Luc Fori juin 2017

Vade retro satanas est le quatrième volume des enquêtes de Will Carvault, personnage atypique et attachant créé par Luc Fori. Comme les précédents, il se déroule à Bourges, avec un petit détour du côté de Bruxelles.

Will Carvault est en froid avec Heike, la commissaire Ziegler, qui vient de donner naissance à leur fils, Jan. Alors, pendant qu’elle traque un tueur qui décapite les femmes, il va traîner ses guêtres à Bourges Nord, du côté de la mosquée, pour rendre service à son voisin et tenter de retrouver la trace de deux jeunes apprentis djihadistes.

Ce qui va l’entraîner jusqu’à Bruxelles, en compagnie de son pote Roger, qui a bien besoin de se changer les idées à la suite d’un gros chagrin d’amour. Ensuite... Eh bien, il y aura quelques cadavres, quelques rebondissements et même des mitraillettes (mais pas celles qu'on croit) avant une chute en forme de pied-de-nez.
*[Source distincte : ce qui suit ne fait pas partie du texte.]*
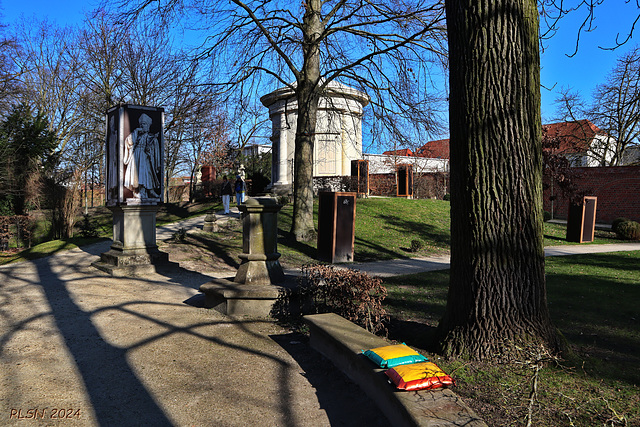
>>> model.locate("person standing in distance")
[235,175,245,205]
On suit avec plaisir les aventures de ce personnage qui porte sur le monde un regard décalé et plutôt bienveillant, même s’il ne rechigne pas à la bagarre.
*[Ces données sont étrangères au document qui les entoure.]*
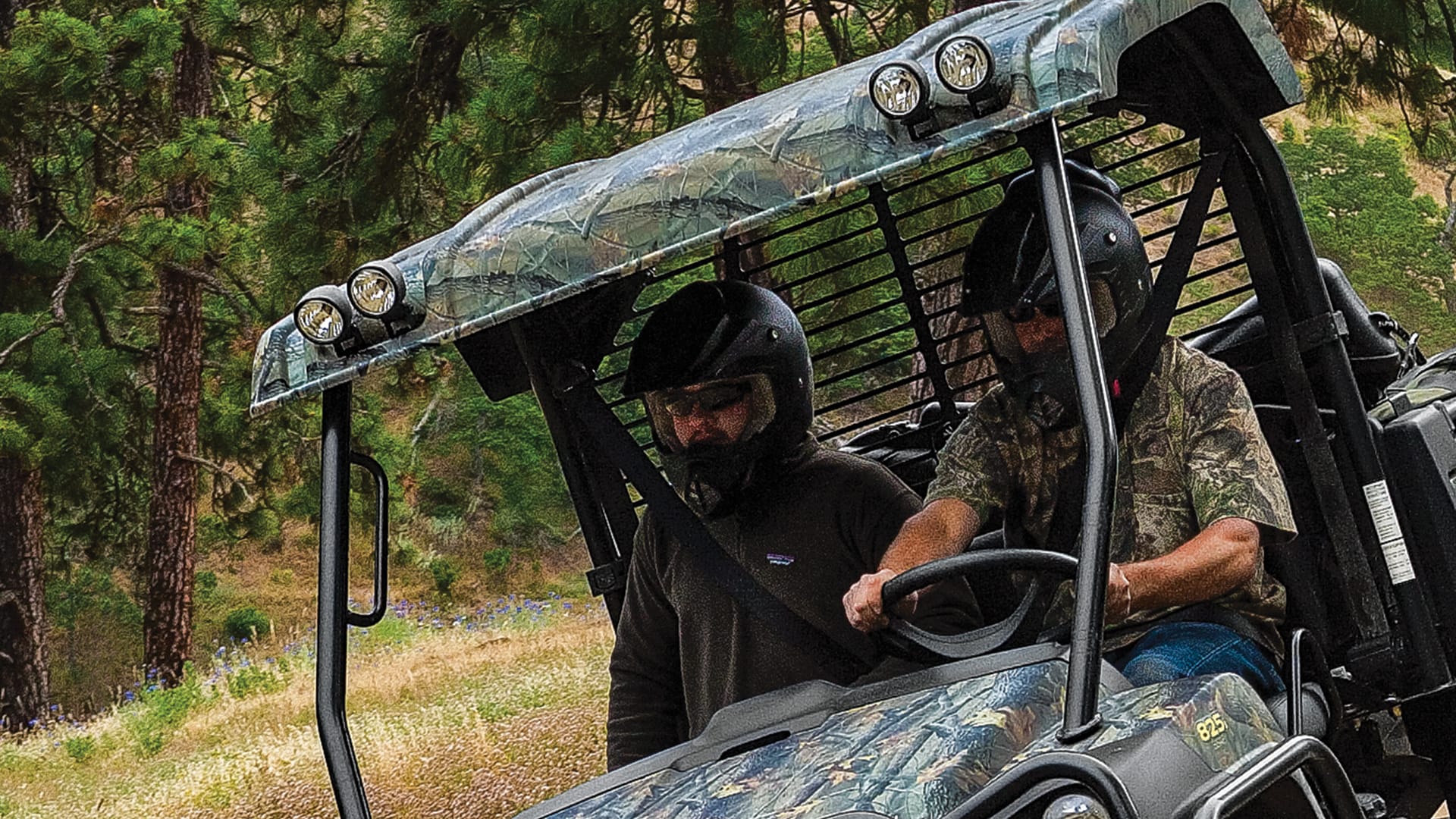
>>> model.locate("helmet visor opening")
[642,373,776,452]
[981,278,1117,364]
Will Carvault : "C'est vrai que, vue de loin, l'évolution de ma vie professionnelle ne semble pas aller vers l'exaltation. J'ai commencé comme flic de choc, viré pour avoir voulu faire entrer d'un coup les vingt mille définitions du Robert dans la tête d'un skin. Le gars est mort, violente allergie au savoir sans doute, on ma démissionné et j'ai ouvert une agence privée." Extrait de vade retro satanas

Avec la ville de Bourges en toile de fond, on a parfois l’impression qu’on pourrait croiser cette armoire à glace au cœur en bandoulière au détour d’une rue. Le récit, qui mène de front deux enquêtes -joli tour de force- coule joyeusement, porté par la fantaisie et le sens de l'autodérision, en passant par quelques digressions mais sans jamais perdre le fil.

Les clins d’œil ne manquent pas. Au lecteur, parfois interpellé directement, et que l'auteur met dans sa poche dès les premières lignes. À la musique, avec un Carrefour joliment  transformé en Crossroads. À Frédéric Dard, aussi, à travers un goût prononcé pour les jeux de mots, les titres de chapitres tirés par les cheveux ou encore les listes interminables - « Je crois que c’est lié au fait que nous avons la même référence et toile de fond, Rabelais », note Luc Fori.

Un goût prononcé pour les jeux de mots

Mais des références, ce prof de lettres berruyer en a quelques autres, comme Prévert, Montaigne  ou Voltaire, sans oublier Jim Thomson ou Pierre Lemaître. Son écriture se nourrit aussi de son sens de l'observation, car il aime aller voir, toucher du doigt ce qu'il décrit, rencontrer des gens. Cela donne de la consistance à ses descriptions et à ses personnages.

Les paraboles, tournées vers des ondes qui viennent des pays chauds, disent assez la mélancolie du quartier aujourd'hui. Autant de fenêtres sur un ailleurs fantasmé : les contes des mille et une nuits modernes, souks, palmiers et dromadaires sur écrans plats.